ITmediaの担当の方からご招待を受けて、IBM東京基礎研究所に行ってきました。アスキー時代に何度かお邪魔したときには行かなかった場所が今回のコースです。

個人的な感覚ですが、研究所といっても、その企業風土によって雰囲気はさまざまです。今回、久しぶりに訪れた東京基礎研では、皆さん、遊び心がいっぱいでとても良かったと思います。遊び心があったほうが、柔軟な発想ができますからね。(^^)

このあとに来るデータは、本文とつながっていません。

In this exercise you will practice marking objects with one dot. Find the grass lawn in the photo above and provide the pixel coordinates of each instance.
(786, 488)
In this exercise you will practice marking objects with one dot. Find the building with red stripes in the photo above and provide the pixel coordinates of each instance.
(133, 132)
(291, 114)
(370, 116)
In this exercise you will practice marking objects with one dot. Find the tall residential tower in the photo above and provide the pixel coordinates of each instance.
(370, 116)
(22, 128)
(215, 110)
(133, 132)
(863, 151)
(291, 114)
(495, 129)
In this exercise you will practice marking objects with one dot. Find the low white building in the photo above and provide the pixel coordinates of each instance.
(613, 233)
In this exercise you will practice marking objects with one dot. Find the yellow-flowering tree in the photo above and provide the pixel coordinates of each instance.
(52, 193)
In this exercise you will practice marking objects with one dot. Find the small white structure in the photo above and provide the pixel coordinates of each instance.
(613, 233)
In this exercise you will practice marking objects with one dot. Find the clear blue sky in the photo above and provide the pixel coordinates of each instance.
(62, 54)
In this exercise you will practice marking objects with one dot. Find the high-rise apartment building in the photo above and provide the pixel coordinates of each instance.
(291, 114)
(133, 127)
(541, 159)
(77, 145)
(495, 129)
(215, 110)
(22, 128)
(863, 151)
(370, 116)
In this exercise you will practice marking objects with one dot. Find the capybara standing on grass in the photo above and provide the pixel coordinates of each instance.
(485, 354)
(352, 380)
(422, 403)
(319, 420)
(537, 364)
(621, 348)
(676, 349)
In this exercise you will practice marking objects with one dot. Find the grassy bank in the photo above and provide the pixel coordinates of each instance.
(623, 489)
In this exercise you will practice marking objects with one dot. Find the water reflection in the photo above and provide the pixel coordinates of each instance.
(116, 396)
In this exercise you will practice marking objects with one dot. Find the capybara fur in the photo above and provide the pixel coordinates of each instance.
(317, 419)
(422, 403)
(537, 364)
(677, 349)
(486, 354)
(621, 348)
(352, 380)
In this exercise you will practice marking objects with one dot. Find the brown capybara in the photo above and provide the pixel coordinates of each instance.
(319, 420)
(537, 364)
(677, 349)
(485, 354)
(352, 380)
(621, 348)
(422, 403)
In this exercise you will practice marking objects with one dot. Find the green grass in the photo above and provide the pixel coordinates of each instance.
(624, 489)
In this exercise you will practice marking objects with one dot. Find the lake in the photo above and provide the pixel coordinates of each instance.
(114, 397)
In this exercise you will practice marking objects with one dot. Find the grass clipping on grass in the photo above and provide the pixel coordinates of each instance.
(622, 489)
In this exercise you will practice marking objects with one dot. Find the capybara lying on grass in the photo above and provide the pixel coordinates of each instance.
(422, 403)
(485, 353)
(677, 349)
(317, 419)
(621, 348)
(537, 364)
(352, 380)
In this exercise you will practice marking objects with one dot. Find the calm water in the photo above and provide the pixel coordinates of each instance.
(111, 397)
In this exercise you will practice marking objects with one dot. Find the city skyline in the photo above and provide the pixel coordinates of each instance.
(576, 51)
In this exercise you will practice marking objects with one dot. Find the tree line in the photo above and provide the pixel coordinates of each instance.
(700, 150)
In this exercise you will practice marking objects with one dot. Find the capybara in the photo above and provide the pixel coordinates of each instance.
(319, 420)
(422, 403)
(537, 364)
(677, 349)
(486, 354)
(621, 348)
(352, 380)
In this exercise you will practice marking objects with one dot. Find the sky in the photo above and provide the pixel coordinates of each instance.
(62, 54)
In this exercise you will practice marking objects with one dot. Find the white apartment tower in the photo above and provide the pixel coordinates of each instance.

さて、今回まわったコースについての紹介は他のブロガーの皆さんがいろいろお書きになっていると思いますので、私は半無響室と残響試験室での音の経験を通して感じたことを書くことにします。では、まず最初にそれぞれの部屋の意味を簡単にご説明しましょう。

半無響室。この部屋は、床面以外からの音の反射の無い部屋で、外壁が約1メートルの長さを持つグラスウール素材でできた吸音機で覆われています。この部屋を使って測定されるものは、音圧レベル、音響パワーレベル、インパルシブノイズ分析、ディスクリートトーン分析、音響インテンシティだそうです。

残響試験室。この部屋は、反射性の強い壁、床、天井から成る部屋で、試験室内の音の大きさ(音圧レベル)が一様に分布するように造られています。定在波による音場の不均一さを解消するため、日本で初めて実用化され導入されたという回転拡散装置と呼ばれる巨大な傘がその存在感を示していますが、この部屋で測定されるものは、音響パワーレベルと高周波純音分析だそうです。

半無響室と残響試験室。前者は音の反射が無い世界であり、後者は音源から発せられる騒音の総量がはっきりと分かる世界です。いずれの部屋も違和感を感じますが、その性格が違います。

まず、音の反射が無いということは、話さなければ音が無いということでもあります。少しでも長い間があると、本当にシーンとします。自分の鼓動が体の中から聞こえてくるぐらいに。たぶん、一人でこの部屋に長時間居たら、多くの人が不安を感じるようになるのではないでしょうか。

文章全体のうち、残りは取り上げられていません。